Figure 4 clarifies the contraction of parameter space with the introduction of DE constraints into the objective function. Indeed, the estimated values with the introduction by using GA and PSO were concentrated around the correct values (right side of Figure 4). In contrast, the estimated values without the introduction by using the two optimization techniques were broadly distributed (left side). Although the numbers of estimated parameter sets were different with and without the introduction (see details in Methods), the distributions by using the two techniques without the introduction show weak positive correlations. This indicates that the ratio of estimated parameter sets was approximately kept, but the correct estimations failed, without the introduction.

### Model 2

We analyzed a network model for the molecular cascade reaction of four molecules (Figure 5A). According to the kinetics of the model (see also Methods), the reference curve of one variable, *x*_{1}, was generated (Figure 5B), and GA and PSO were applied to it to evaluate the effect of the introduction of DE constraints (see details in Additional File 2) into the objective function.

In Model 2, the introduction of DE constraints into the objective function was also highly effective for correctly estimating the parameter values in both GA and PSO (Figure 6). By using GA (Figure 6A), all three parameters were correctly estimated with the introduction (right side), while the estimations of *k*_{31} and *k*_{41} failed without the introduction (left side). By using PSO (Figure 6B), all three parameters were also correctly estimated with the introduction (right side), while the estimations of *k*_{41} failed without the introduction (left side). Furthermore, the features of the distribution forms of the estimated values were similar to those in Model 1 (Figure 3). As seen in Figure 6A and 6B, the distribution of the estimated values with the introduction was sharp (right side), while that without the introduction was wide (left side). As a result, the parameter accuracy was also improved by the new objective function to contract the parameter space with the introduction of DE constraints in Model 2.

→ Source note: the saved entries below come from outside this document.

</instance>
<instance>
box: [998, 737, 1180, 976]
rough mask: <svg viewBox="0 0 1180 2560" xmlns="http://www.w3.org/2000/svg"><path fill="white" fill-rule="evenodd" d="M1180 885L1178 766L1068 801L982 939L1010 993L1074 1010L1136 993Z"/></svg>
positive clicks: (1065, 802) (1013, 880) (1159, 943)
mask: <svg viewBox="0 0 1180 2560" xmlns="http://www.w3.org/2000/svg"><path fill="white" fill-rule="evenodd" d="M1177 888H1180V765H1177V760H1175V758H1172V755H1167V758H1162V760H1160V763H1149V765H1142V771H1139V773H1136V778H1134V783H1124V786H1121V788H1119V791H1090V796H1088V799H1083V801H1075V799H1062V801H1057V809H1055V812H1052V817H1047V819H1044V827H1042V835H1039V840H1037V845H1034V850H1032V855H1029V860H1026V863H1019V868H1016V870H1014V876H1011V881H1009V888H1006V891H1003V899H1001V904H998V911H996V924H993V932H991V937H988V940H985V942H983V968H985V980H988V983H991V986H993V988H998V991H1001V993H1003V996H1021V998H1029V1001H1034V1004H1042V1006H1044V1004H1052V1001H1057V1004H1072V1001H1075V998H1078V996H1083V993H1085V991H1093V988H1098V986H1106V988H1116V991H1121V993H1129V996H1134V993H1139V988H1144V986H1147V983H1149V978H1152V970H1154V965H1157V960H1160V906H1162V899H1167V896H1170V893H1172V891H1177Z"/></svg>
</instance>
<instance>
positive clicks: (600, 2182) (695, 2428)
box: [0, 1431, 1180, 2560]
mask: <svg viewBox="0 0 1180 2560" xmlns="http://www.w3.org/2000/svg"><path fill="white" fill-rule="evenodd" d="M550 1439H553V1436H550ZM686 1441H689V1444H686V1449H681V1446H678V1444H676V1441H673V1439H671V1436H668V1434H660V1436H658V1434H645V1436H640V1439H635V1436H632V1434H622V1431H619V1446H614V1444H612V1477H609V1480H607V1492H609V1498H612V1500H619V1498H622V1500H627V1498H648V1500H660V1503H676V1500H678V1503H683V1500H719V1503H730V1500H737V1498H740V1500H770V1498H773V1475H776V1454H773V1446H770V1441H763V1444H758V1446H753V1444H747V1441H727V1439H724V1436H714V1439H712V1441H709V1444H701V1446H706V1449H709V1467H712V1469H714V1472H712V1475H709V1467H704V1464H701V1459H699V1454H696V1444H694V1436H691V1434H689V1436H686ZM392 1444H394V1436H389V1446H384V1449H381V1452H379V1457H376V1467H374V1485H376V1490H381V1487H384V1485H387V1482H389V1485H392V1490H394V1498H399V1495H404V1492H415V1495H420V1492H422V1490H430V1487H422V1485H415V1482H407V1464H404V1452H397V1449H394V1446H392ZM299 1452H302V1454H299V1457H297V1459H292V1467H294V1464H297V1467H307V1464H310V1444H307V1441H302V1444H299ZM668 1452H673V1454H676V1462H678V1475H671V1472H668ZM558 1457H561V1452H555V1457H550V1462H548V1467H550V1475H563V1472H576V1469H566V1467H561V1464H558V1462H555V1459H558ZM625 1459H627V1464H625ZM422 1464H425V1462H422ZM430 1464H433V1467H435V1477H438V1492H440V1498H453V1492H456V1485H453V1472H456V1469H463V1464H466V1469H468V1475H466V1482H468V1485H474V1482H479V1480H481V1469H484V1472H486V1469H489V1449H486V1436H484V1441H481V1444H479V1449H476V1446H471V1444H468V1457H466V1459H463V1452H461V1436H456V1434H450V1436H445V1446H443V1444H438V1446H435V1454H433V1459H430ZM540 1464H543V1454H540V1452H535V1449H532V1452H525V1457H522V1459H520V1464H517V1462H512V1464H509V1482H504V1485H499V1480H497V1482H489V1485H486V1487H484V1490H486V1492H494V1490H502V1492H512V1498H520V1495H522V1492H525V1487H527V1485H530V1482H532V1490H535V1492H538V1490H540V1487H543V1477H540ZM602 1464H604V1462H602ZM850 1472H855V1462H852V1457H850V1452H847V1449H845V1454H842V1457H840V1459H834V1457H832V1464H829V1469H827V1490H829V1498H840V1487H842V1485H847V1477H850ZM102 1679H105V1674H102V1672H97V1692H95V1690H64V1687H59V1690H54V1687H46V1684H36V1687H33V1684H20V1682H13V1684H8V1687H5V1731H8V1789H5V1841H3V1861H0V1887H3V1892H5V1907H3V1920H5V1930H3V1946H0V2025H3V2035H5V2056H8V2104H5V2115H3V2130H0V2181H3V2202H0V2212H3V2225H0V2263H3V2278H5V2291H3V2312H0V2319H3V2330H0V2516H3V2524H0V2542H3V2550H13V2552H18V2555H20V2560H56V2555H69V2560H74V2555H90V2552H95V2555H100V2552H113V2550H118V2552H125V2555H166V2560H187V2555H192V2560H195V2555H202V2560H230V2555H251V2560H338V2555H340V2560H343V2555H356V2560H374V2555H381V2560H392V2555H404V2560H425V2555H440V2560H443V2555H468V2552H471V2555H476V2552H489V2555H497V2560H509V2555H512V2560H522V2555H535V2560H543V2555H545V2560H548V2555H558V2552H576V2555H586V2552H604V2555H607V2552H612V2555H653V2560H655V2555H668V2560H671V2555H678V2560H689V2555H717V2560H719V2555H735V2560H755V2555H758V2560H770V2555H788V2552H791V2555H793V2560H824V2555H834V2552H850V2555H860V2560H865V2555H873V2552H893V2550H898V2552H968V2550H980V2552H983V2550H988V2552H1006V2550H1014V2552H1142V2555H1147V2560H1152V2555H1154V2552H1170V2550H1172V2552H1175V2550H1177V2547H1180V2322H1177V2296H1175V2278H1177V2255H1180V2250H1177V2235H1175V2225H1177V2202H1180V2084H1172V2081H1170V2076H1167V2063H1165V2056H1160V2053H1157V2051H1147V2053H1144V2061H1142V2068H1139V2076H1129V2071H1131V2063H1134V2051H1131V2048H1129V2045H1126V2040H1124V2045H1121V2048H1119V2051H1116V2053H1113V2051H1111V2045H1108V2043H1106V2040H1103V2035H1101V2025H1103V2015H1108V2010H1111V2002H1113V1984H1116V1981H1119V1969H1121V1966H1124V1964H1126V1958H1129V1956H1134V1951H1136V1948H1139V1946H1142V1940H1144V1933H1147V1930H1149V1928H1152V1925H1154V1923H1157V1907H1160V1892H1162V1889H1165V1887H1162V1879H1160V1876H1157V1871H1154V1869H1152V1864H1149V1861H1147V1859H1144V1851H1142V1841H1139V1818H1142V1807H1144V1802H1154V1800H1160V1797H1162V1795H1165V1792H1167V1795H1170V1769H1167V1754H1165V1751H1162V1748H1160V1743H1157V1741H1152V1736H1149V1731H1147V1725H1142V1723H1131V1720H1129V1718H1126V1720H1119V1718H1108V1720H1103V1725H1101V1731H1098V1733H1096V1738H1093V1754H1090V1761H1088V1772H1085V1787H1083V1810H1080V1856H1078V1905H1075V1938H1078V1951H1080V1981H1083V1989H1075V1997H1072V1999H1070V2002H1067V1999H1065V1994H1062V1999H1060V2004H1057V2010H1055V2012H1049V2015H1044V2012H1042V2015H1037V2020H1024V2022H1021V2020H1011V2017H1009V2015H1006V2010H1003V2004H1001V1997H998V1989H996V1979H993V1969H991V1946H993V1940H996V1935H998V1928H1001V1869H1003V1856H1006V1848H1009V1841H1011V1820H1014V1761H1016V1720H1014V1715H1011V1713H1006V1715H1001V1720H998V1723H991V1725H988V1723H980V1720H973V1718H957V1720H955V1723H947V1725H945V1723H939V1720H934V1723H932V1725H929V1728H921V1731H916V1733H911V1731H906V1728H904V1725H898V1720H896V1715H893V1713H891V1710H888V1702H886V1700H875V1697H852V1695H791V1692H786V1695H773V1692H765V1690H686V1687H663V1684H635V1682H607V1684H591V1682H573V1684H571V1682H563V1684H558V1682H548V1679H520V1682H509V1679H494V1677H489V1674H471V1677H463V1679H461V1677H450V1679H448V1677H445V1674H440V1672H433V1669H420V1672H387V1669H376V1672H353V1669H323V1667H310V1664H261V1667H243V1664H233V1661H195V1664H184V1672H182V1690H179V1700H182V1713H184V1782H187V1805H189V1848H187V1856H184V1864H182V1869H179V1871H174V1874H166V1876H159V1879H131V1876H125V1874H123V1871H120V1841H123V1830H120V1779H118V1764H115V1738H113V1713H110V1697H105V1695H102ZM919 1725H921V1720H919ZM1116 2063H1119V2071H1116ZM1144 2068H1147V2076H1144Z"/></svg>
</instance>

The contraction of parameter space with the introduction of DE constraints into the objective function is shown more clearly in Figure 7. The features of the parameter space in Figure 7 are similar to those in Figure 4. Indeed, the estimated values with the introduction by using GA and PSO were concentrated around the correct values (right side of Figure 7), while the estimated values without the introduction were broadly distributed (left side). In addition, the distributions by using the two techniques without the introduction also show weak positive correlations, similar to the case in Figure 4. Without the introduction, the ratio of estimated parameter sets was approximately maintained, but the correct estimations failed.